第234話
私はスリングを作る時に絶対に当たるようにと願いながら創造した。だからこれは当たるはず。
「よし、やるぞ」
できるだけ小さく、それでも自分には聞こえるように。
自分に気合いを入れるために声を出すのは大事。
スポーツの時だって、大きな舞台に立つ時だってそう、声が出ていないということは緊張やその他の要因があるってことだものね。
スキル剥がしの青い球をスリングにセットして、撃つ!
この球を作ってわかったんだけど、聖剣を作れたのは白い人の助けもあったみたい。
そして二本目は作れないということ。
神の力は私の手には大きすぎて、とてもじゃないけど制御しきれない。
これほど限定的な使い方をしても鼻血が出てしまうくらいだもの。
だからこの球を三つ作れたのは上出来。
「いっけぇええ!」
サグレットに向かってまっすぐ飛んでいく球は500円玉よりちょっとの重さがあって、当たったらそれなりにダメージも行くはず。
「む、小癪な。

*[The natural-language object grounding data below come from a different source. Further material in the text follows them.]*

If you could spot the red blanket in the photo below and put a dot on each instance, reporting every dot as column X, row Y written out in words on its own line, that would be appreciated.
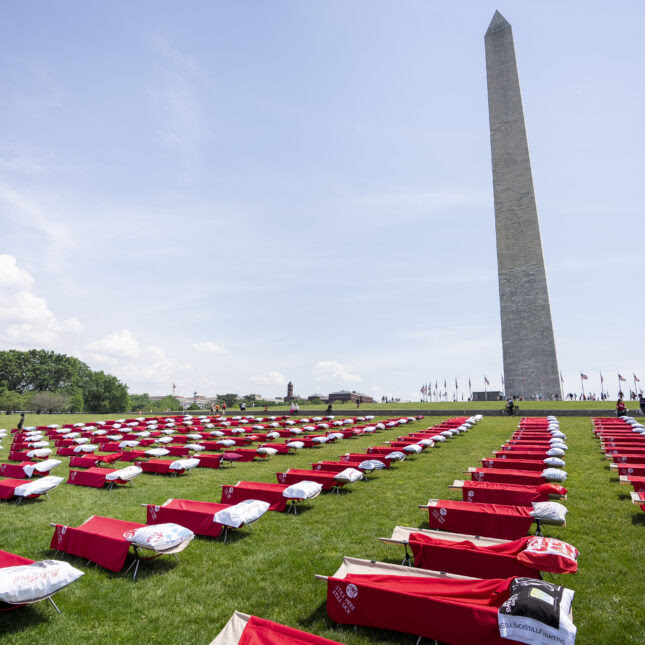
column 259, row 631
column 293, row 476
column 460, row 612
column 99, row 539
column 8, row 486
column 93, row 477
column 271, row 493
column 504, row 476
column 495, row 493
column 489, row 520
column 194, row 515
column 467, row 559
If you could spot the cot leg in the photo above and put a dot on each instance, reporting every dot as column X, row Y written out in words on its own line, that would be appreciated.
column 51, row 600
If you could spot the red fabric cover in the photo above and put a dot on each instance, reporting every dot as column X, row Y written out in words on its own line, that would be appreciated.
column 108, row 459
column 133, row 455
column 209, row 461
column 638, row 484
column 157, row 466
column 504, row 476
column 515, row 464
column 460, row 612
column 15, row 470
column 293, row 476
column 99, row 539
column 637, row 470
column 494, row 493
column 552, row 489
column 467, row 559
column 11, row 560
column 82, row 461
column 489, row 520
column 632, row 458
column 93, row 477
column 548, row 554
column 259, row 631
column 8, row 486
column 194, row 515
column 271, row 493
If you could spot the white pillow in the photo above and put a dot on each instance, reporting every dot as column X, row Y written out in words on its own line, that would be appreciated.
column 89, row 447
column 397, row 455
column 554, row 474
column 38, row 486
column 159, row 537
column 245, row 512
column 349, row 475
column 371, row 464
column 157, row 452
column 125, row 474
column 29, row 583
column 549, row 511
column 41, row 452
column 42, row 467
column 184, row 464
column 302, row 490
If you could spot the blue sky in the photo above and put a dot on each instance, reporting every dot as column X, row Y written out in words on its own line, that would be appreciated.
column 229, row 195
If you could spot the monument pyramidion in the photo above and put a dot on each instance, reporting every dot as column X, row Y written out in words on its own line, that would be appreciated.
column 530, row 362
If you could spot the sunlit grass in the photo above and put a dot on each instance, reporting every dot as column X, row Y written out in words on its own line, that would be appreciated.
column 269, row 568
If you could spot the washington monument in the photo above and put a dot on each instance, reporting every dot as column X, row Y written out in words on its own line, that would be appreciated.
column 530, row 363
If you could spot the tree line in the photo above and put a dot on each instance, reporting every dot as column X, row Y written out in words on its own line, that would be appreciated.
column 42, row 381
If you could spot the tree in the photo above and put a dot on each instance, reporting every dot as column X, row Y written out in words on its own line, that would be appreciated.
column 140, row 402
column 49, row 402
column 105, row 393
column 229, row 399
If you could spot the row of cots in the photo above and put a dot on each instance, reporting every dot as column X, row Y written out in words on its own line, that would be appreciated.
column 382, row 595
column 622, row 440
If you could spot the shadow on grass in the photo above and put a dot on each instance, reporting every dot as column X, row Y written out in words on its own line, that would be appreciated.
column 21, row 618
column 638, row 519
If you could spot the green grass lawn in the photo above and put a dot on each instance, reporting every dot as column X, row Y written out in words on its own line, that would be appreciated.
column 268, row 569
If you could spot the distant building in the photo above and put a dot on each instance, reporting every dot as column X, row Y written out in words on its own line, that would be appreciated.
column 345, row 395
column 290, row 396
column 491, row 395
column 315, row 397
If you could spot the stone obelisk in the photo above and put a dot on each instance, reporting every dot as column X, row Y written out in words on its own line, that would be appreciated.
column 530, row 363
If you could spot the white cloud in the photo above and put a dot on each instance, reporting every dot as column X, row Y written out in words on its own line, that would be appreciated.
column 25, row 318
column 272, row 378
column 120, row 344
column 210, row 347
column 11, row 276
column 333, row 370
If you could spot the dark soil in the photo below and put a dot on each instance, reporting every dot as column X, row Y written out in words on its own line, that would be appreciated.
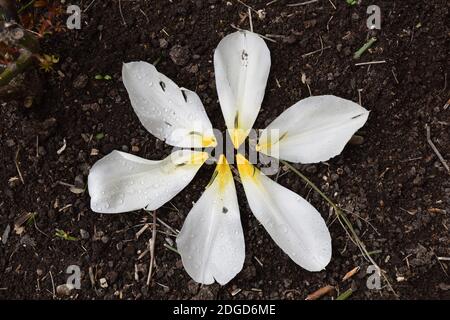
column 397, row 190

このようなものこうしてくれる」
サグレットは私が撃った球に気付いた途端、着ているローブの袖をばさっと翻して球に覆い被せてその勢いを殺した。
弾かれてしまった青い球は床に転がり、ポンという軽い音を立てて爆発霧散した。
「せめて体のどこかに当たれば、効果を発揮するのに」
体のどこかなら服の上でも大丈夫だけど、中身のない袖だけじゃダメみたい。
それより、もう一発あるなんて思わないだろうし、私がやろうとしたことを圭人くん、杉原さんとジェイクさんも気付いてくれてサグレットに切り掛かった。
「ありすのやることだ、なんか意味があるんだろう?」
圭人くんの聖剣がキラッと輝くのってまるで勇者だよね。
サグレットは圭人くんの剣をすごく警戒している、というより圭人くんだけを気にしていたのに今は私の方も気にしてて注意力が少し散漫かな。
杉原さんが右から胴を目掛けて剣を薙ぎ払い、ジェイクさんが床を蹴って上から叩きつけるように斬る。サグレットの体には傷ひとつつけることはないけれど、怯ませることは可能。
「ぐっ、貴様ら」
体のバランスを崩すサグレットに今が好機と、私は次の球をスリングにセットした。
「今度こそ!」
球の軌道は先ほどよりも低めにして、腰から下の避けられないようなところを狙ってみる。
スリングを撃ち出す時に反動はほとんどないから、私は腰を少し落としてトリガーを引いた。
「あっ!」
失敗した、ダメだ。
サグレットが、私を見てニヤリと笑った。
三人からの剣を避けながら、私を、私が撃った球の軌道を見て、難なくかわされる。
「ふっ」
「ありす、次は!」
「圭人くんごめん、もう持ってない」
「了解!」
ヘナっと座り込みそうな私を光里ちゃんが支えてくれながらこそっと囁かれる。
「ありす、そのまま情けない顔してて」
「ふえぇ?」
サグレットの後方でサツキさんがへろっとした軌跡で球を投げるのが見える。
あれ、当たったらすごいんだけど。
そのままコツンとサグレットの後頭部に当たった。
バリバリバリバリと雷がなるような嫌な音がしたと思ったら、パリパリパリと薄いガラスが割れるような、軽やかな音。
「ぐっ、貴様、貴様、何をしたぁあああ!! お前か! 錬金術師!」
サグレットは一瞬サツキさんの方に振り返ったけれど、すぐにこちらを見た球を作り出したのが私だと気づかれてしまったみたい。
しわくちゃな手が、こちらに伸びたと思ったら赤い影のようなものがググッと迫ってきた。
バリンと大きな音がして結界が割れた。
その瞬間、夕彦くんと上条さんの魔法がサグレットに当たる。
通用しなかったのが聞くようになってるということは、青い球がちゃんと効いたんだわ。
「ありすに手を出すな!」
圭人くんの剣がやっと、魔法で傷ついたサグレットを捉えた。